In the wake of this Grimsley revelation, as well as Roger Clemens' 4th or 5th return from retirement, I thought it might be interesting to float this idea. Clemens is like the Bonds of pitchers, in terms of his on-field performance. He has 7 Cy Youngs, is 2nd all-time in strikeouts, and his 341 wins rank 9th all-time and of the guys ahead of him, Warren Spahn is the most recent to retire in 1965. He is by far the best pitcher of our generation.
Bonds allegedly began using performance enhancing drugs after the 1998 season at the age of 34. Prior to that age he averaged .290/32/94 per season, and afterwards his numbers have been .324/43/94 and a bajillion walks. Here are some numbers on Clemens to ponder: From his rookie year in 1984 until 1992, Clemens was one of the most dominant pitchers in baseball, going 152-72 with a 2.79 ERA and nearly 1900 Ks.
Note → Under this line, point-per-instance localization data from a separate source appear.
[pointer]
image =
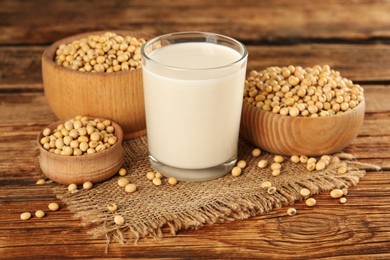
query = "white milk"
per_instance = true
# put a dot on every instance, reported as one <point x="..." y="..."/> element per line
<point x="193" y="116"/>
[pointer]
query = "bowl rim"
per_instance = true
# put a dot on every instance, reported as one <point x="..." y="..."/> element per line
<point x="360" y="106"/>
<point x="49" y="52"/>
<point x="119" y="135"/>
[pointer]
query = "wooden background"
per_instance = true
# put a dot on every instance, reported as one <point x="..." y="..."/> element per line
<point x="351" y="36"/>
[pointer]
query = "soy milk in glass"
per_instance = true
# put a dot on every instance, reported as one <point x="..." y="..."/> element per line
<point x="193" y="88"/>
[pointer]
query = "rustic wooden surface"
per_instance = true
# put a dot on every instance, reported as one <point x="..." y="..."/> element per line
<point x="351" y="36"/>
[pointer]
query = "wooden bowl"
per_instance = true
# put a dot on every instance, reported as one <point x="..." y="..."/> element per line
<point x="288" y="135"/>
<point x="117" y="96"/>
<point x="95" y="167"/>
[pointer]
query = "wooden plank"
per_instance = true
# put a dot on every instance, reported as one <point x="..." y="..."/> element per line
<point x="248" y="20"/>
<point x="21" y="66"/>
<point x="33" y="107"/>
<point x="358" y="228"/>
<point x="25" y="114"/>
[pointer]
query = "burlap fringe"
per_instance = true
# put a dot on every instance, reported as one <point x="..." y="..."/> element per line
<point x="221" y="210"/>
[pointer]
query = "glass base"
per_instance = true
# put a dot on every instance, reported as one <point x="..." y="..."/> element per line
<point x="192" y="174"/>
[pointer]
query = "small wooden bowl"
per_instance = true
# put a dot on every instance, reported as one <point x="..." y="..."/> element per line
<point x="117" y="96"/>
<point x="95" y="167"/>
<point x="288" y="135"/>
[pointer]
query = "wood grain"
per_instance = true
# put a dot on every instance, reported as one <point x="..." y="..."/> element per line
<point x="116" y="96"/>
<point x="251" y="20"/>
<point x="352" y="36"/>
<point x="329" y="229"/>
<point x="365" y="62"/>
<point x="95" y="167"/>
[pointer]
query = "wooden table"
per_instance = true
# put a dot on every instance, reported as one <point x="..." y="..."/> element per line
<point x="351" y="36"/>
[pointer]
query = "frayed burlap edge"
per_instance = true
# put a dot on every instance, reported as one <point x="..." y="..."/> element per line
<point x="220" y="210"/>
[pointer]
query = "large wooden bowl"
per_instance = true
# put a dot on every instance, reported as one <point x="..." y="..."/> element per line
<point x="288" y="135"/>
<point x="117" y="96"/>
<point x="95" y="167"/>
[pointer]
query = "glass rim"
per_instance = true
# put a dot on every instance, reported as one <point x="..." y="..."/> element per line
<point x="244" y="55"/>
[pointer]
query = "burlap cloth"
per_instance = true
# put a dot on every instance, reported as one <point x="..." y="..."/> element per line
<point x="189" y="205"/>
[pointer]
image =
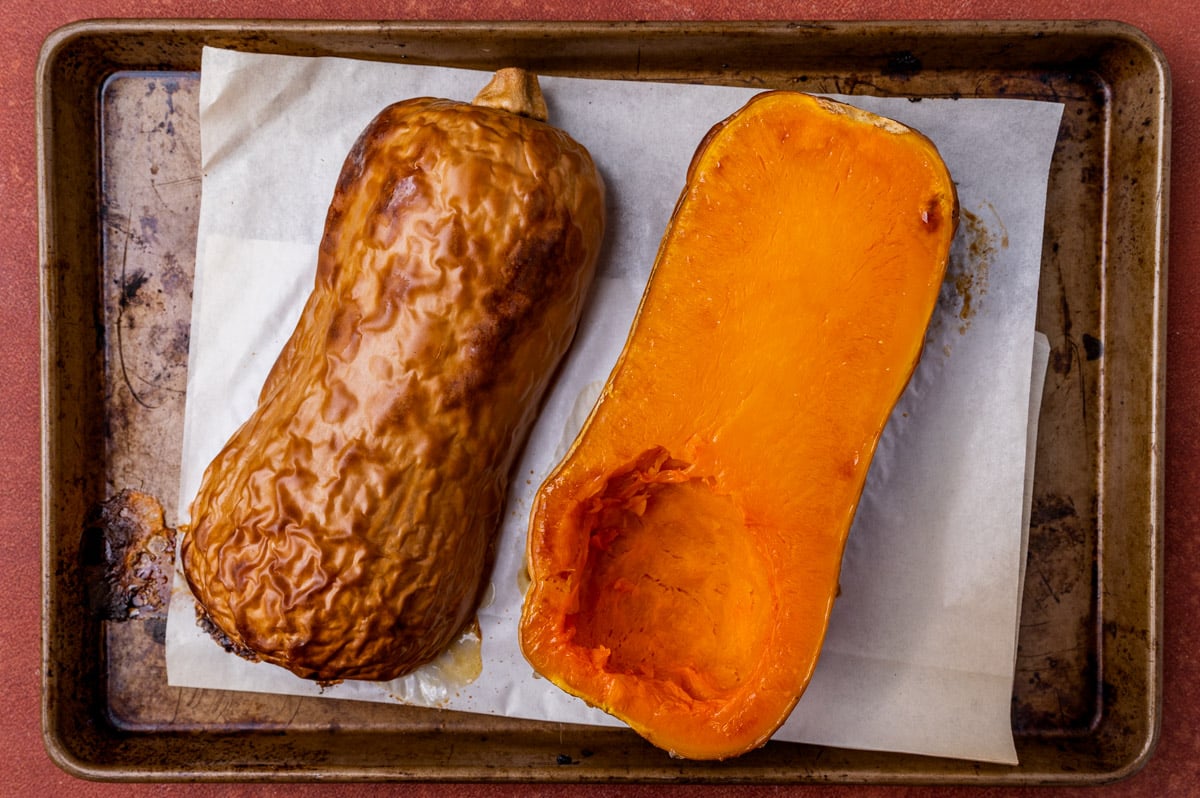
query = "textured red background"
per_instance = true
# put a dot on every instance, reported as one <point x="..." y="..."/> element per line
<point x="24" y="767"/>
However, from 1992-1996, he went a mediocre 40-39 with a 3.75 ERA. Boston GM Dan Duquette thought he was done and let him go to the Blue Jays. Clemens was also 34 in the 1997 season, when he had perhaps his finest season of his career, magically resurrecting himself by going 21-7 with a 2.05 ERA and 292 Ks. He has continued to have remarkable seasons after that in his old age, compiling nearly identical numbers from age 34-42 as he did from age 22-30. My question is this: What caused this amazing turnaround? Was it really new found motivation when everyone thought he was on the downside of his career? Or did he get a magical pick-me-up that everyone is accusing Bonds of getting that has carried him to his new heights?
Clemens is currently listed at 6-4 and 235, but looking back to his early years, he is much more slender and his babyface is not nearly as square-looking as it is now. People accuse Bonds by pointing to his physique, but what about Clemens? I dont have the statistics on his measurements as a rookie, but he has certainly gained at least 30 pounds and most of it seems to be in his upper body, and his face is defintely fatter than it used to be. Also, what about that bat-throwing incident in the 2000 World Series? Maybe a bout of 'Roid Rage perhaps? This is all hypothetical of course, but I find it interesting. Bonds and Clemens both have tremendous numbers in their late age, and are both intense personalities on the field and off. But Bonds, a black man, has become the ultimate villain, while the white man Clemens is everyone's hero and family man. Bonds is assumed guilty already, while nobody even questions Clemens. I find that a little strange.